Petaluma Valley Hospital sale approved
In preliminary results, a ballot measure asking voters to ratify the sale of Petaluma Valley Hospital to an affiliate of Providence St. Joseph Health was well on its way to passing with 85% support.
Measure CC, which needed a majority of support to pass, will complete the sale of the publicly-owned hospital to NorCal HealthConnect for $52.6 million. In the deal, the potential new owner has agreed to continue operating the hospital and emergency room for at least 20 years. The Registrar of voters said 80% of ballots had been reported Wednesday.
NorCal HealthConnect is the secular affiliate of the Catholic healthcare giant. They have committed to maintaining the family birthing unit for a minimum of five years, which emerged as a contentious campaign issue as opponents feared the deal would lead to the end of obstetrics at the 80-bed hospital.
Kevin Klockenga, chief executive of NorCal HealthConnect, said he was pleased with the results of Measure CC.
“Local voters are demonstrating just how deeply they value the important role Petaluma Valley Hospital plays in our community as a vital resource for acute and emergency medical care, as an employer, and as a pillar of the community,” he said in a statement. “We deeply appreciate their vote of confidence in NorCal HealthConnect and we intend to make good on our commitment to provide local, high-quality health care, preserve hundreds of local jobs, and improve and modernize the hospital.”
The Petaluma Staff Nurse Partnership a union representing nurses at Petaluma Valley Hospital, campaigned against Measure CC. The union is in contentious negotiations with St. Joseph, which has operated the hospital on a lease from the Petaluma Health Care District since 1997.
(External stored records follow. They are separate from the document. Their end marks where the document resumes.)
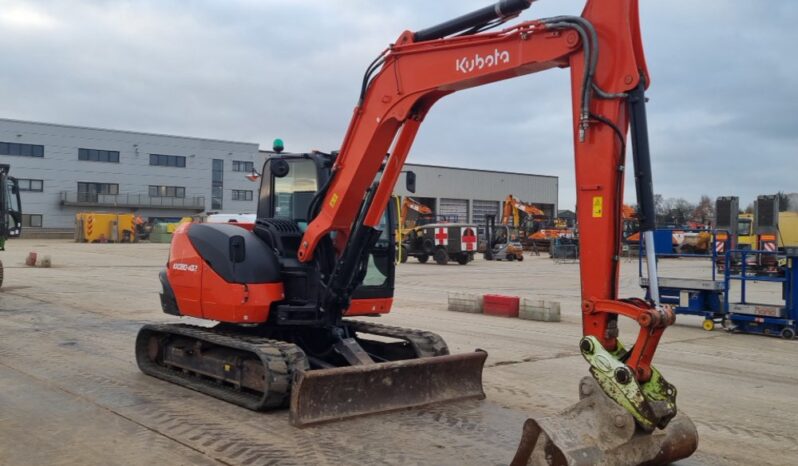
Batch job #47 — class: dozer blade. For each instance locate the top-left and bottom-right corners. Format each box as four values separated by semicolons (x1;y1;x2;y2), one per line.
290;350;488;427
511;377;698;466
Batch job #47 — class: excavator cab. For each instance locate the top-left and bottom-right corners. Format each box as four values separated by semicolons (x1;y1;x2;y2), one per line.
255;152;398;308
136;151;487;426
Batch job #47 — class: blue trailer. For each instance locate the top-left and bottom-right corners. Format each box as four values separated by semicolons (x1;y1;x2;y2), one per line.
639;232;798;339
724;247;798;340
638;229;728;330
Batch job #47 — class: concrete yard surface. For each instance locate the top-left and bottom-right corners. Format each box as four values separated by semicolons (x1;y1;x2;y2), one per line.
0;240;798;465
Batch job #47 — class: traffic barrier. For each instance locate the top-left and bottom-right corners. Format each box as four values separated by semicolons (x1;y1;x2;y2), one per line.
518;298;560;322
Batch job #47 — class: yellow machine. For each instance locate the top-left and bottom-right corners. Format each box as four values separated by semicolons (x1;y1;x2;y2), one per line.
75;212;136;243
778;212;798;249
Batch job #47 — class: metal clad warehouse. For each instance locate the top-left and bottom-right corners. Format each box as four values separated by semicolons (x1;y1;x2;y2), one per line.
0;119;558;232
0;119;263;228
395;164;559;227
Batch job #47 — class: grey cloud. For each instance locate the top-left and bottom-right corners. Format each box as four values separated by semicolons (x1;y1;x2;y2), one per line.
0;0;798;208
Jim Goerlich, president of the union, said nurses will continue to advocate for the safety of the Petaluma community.
“Measure CC passed without any increased commitment to our family birthing center, no publicly shared details or visions for the growth of services in PVH and without making things right with our bedside caregivers,” he said in an email. “It is unfortunate, but true. We will all know soon enough if Providence's stated promise of growth and stability is true or an empty promise.”
The voter approval marks the conclusion of a 5-year process to determine the future of Petaluma’s only hospital. The deal is expected to close by Dec. 31.
“The passage of Measure CC with an overwhelming majority affirms our community’s value in having a high quality acute care hospital with emergency services in Petaluma for many years to come,” said Ramona Faith, CEO of the Petaluma Health Care District, which owns the hospital. “I commend the District Board for their persistence and their unwavering commitment to the residents of Southern Sonoma County, as well as the medical staff and the hospital employees, who also have never wavered in their commitment to serve their patients.”
The Petaluma Health Care District entered talks with St. Joseph to extend the lease, but negotiations ended over financial terms, a non-compete clause and an unwillingness to provide some female reproductive services. St. Joseph Health merged with Washington-based hospital giant Providence Health in 2016.
The district then selected Paladin Healthcare to lease the hospital in 2018, but that transaction ended when the Southern California company was unable to invest in an expensive electronic medical record system. Providence St. Joseph and Adventist Health attempted to form a joint operating company that was in talks to take over the hospital, but state Attorney General Xavier Becerra denied the move.
The new owner has promised to invest $100 million in the facility, including replacing the roof, upgrading the heating and cooling system, adding a new electronic medical record keeping system and doing required seismic upgrades.
The $52 million sale will provide the health care district a cash infusion it says will go toward healthcare programs in southern Sonoma County, including homeless, mental health and senior wellness services.
Voters clearly understood that selling the hospital was in the best interest of healthcare in Petaluma. Abrienne Muckenfuss, a tax manager for an accounting firm who voted at the Petaluma Veterans Building on Tuesday, said it was important to maintain a hospital in the city.
“The sale of Petaluma Valley hospital was important to me,” she said. “I’ve not had a great experience at the hospital. But from a local perspective, the population that needs a hospital, the sale will provide better services.”